For the neighbor joining tree the method of phylogenetic analyses the p-distance and the bootstrap value were set at 1000. Transitions and transversions were included in the substitutions, with a uniform rate among sites. For making the MLST phylogenetic tree, the sequences of 7 housekeeping genes (atpA, efp, mutY, trpC, ureI, ppa and yphC) were concatenated for all 342 strains. The vacA phylogenetic tree was generated using the strains with vacAm1 allelic type, which includes 12 Sikkim strains and 168 global H. pylori strains. The ureA and ureB phylogenetic trees were generated with 256 strains and 257 strains, respectively. The recA phylogenetic tree was generated using 315 strains, including 25 Sikkim strains.

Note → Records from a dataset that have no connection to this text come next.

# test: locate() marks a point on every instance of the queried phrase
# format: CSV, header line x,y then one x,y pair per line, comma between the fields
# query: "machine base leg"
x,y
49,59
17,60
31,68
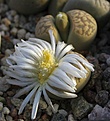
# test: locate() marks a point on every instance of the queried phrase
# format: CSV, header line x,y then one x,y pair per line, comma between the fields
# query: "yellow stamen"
x,y
46,66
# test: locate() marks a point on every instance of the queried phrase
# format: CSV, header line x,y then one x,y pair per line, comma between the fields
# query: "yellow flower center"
x,y
46,66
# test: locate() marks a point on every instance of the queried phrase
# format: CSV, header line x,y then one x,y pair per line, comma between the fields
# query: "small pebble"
x,y
58,117
42,104
15,41
108,61
20,120
9,118
1,93
80,107
13,112
29,35
63,112
3,8
6,21
99,114
102,97
14,31
106,73
16,102
49,110
3,27
6,110
21,34
71,118
1,106
2,99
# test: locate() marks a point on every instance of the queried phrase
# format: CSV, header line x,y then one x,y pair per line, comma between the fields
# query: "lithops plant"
x,y
28,6
39,67
99,9
55,6
75,27
43,27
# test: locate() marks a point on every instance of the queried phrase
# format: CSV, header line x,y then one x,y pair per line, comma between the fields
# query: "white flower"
x,y
38,66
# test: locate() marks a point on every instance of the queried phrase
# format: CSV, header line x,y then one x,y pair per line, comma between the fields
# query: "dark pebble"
x,y
102,97
58,117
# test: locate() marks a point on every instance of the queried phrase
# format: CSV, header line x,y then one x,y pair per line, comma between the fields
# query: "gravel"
x,y
93,102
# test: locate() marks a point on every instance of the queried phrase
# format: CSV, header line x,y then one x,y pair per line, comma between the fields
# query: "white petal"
x,y
74,61
25,89
61,94
53,41
29,53
18,83
39,41
63,76
26,100
60,85
72,70
18,77
48,100
36,103
83,61
59,48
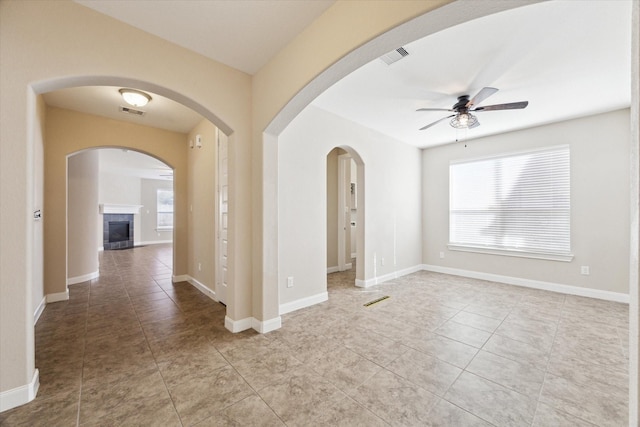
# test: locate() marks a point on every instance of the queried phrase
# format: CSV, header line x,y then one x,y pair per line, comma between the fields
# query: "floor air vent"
x,y
128,110
375,301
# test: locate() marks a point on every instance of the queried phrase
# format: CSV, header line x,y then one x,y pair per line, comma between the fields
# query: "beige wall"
x,y
48,45
599,203
201,200
69,132
82,208
45,45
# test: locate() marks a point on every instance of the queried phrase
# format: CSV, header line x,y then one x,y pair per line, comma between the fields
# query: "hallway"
x,y
132,348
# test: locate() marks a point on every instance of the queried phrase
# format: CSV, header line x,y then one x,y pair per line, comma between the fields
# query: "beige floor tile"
x,y
147,351
520,376
395,399
425,370
492,402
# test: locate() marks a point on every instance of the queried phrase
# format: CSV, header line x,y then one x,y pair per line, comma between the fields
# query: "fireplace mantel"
x,y
119,209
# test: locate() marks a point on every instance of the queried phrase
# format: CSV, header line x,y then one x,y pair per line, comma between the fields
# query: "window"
x,y
165,209
517,204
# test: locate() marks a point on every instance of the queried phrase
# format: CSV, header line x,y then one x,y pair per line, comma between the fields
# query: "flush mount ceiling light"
x,y
135,97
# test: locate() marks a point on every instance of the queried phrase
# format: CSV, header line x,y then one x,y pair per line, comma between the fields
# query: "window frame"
x,y
159,212
530,252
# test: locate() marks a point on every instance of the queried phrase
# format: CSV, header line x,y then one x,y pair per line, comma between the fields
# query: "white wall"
x,y
82,202
392,211
149,211
600,152
37,279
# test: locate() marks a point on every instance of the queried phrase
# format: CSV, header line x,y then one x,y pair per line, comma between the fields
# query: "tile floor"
x,y
131,348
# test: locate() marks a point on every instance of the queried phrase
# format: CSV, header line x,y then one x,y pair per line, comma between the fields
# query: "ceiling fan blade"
x,y
484,93
510,106
434,109
436,122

Core gene SNP distance graph
An SNP distance matrix was generated for each of the 747 core genes for 156 H. pylori strains using the SNP distance matrix tool (Galaxy Version 0.8.2 + galaxy0) available in the Galaxy server (usegalaxy.org). The values in the individual triangular matrices for each gene were arranged in a single column, which represents the SNP distance score corresponding to a particular gene. The mean SNP distance values corresponding to each gene were plotted to compare the variability between each of the core genes.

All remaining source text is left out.